Expurgado de toda trascendencia, todos hemos vivido y guardado como memoria pequeños retazos, kayroí, que han determinado nuestras vidas: momentos adecuados, propicios a la decisión y que impelen a la acción; experiencias fugaces que algunos dejan pasar y que sólo los más valientes, aquellos que miran a la vida con los ojos abiertos de par en par, supieron domeñar.

Con anterioridad he dicho que una de sus cualidades era paradójica: pese a ser un acontecimiento presente, como fenómeno se nos presenta como una oportunidad pasada (aprovechada o no) o futura (que ansiamos o anhelamos). Y es esta cualidad y nuestras ansias de sentido, de ser dueños de nuestras vidas, afrontando la decisión, la que nos impulsa a buscar sus signos, los indicios, por herméticos que sean, (ha establecer una ciencia que no puede ser tal) de este acontecimiento que, más allá de cualquier sesgo religioso, nos redime, con nosotros mismos y con la Historia (cuando el acontecimiento trasciende al individuo e implica a toda una cultura, cuando la acción requiere de una acción colectiva).

Creo que puedo jactarme de haber sabido intuir a lo largo de mi vida en qué momentos no había lugar a dudas sin que pasaran de largo, al menos por lo que a mí respecta. Y por ello mismo, como el daimon de La Gaya Ciencia, siempre he repetido: volvería a vivir mi vida tal y como la he vivido así, una e innumerables veces. Y este drama anunciado que es mi destino (nuestro destino) no me hará cambiar de opinión. Pero la otra tarde, mientras lanzaba aquella piedra al estanque y mi conciencia se nublaba por unos segundos, tuve la intuición, de que, no yo, sino todos, nos hallamos frente a un nuevo Kayrós.

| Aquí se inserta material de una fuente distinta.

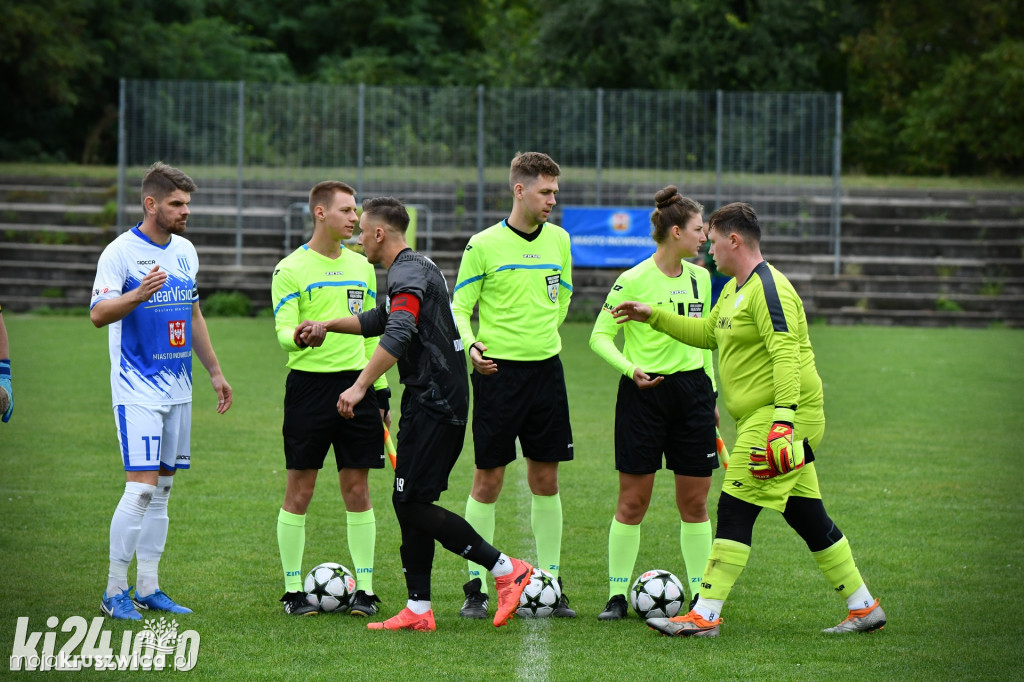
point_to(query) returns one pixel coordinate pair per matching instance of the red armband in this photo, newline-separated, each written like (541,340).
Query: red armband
(407,302)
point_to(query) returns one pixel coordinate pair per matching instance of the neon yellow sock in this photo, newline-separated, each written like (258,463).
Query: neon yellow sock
(838,565)
(291,543)
(546,518)
(361,539)
(481,516)
(624,545)
(727,560)
(694,541)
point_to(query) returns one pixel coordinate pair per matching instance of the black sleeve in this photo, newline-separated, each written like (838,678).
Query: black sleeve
(373,322)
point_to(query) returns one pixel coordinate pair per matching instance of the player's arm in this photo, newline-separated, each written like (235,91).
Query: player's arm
(775,317)
(286,297)
(111,310)
(565,283)
(602,337)
(204,350)
(397,334)
(467,292)
(705,278)
(691,331)
(370,342)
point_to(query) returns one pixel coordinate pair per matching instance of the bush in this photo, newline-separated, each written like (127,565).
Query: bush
(224,304)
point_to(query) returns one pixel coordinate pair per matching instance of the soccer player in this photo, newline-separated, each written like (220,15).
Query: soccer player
(418,333)
(145,292)
(520,273)
(315,282)
(7,394)
(772,389)
(666,400)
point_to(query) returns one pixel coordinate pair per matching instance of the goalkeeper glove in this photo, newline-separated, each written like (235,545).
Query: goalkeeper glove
(782,455)
(6,400)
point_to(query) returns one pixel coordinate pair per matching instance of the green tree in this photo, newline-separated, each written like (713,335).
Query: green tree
(913,51)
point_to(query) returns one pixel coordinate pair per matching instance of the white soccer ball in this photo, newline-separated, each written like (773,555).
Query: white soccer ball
(541,596)
(330,587)
(657,594)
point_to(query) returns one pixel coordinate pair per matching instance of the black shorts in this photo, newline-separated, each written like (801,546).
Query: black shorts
(427,451)
(312,423)
(675,418)
(524,399)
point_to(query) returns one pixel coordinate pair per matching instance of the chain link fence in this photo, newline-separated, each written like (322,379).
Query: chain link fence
(256,148)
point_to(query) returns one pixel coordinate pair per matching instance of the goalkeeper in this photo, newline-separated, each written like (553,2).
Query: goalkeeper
(772,389)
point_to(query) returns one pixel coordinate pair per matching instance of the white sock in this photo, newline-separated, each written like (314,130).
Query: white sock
(859,599)
(709,609)
(418,606)
(503,567)
(125,526)
(153,538)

De vuelta a casa, me asaltó la pregunta, la misma cuestión que me acompaña últimamente: ¿tengo noticia de encontrarme ante el momento propicio porque todos lo hemos dejado escapar? ¿Acaso se nos ha ido? ¿O soy igual de intuitivo para los acontecimientos históricos como lo soy para los acontecimientos vitales?


Es muss sein!






[Quienes quieran leer un buen artículo sobre estos tres conceptos, pueden echar un vistazo a: Antonio Campillo: “Aión, chrónos y kairós. La concepción del tiempo en la Grecia antigua”, en La(s) otra(s) historia(s), UNED del País Vasco, 3 (1991), pp. 33-70.]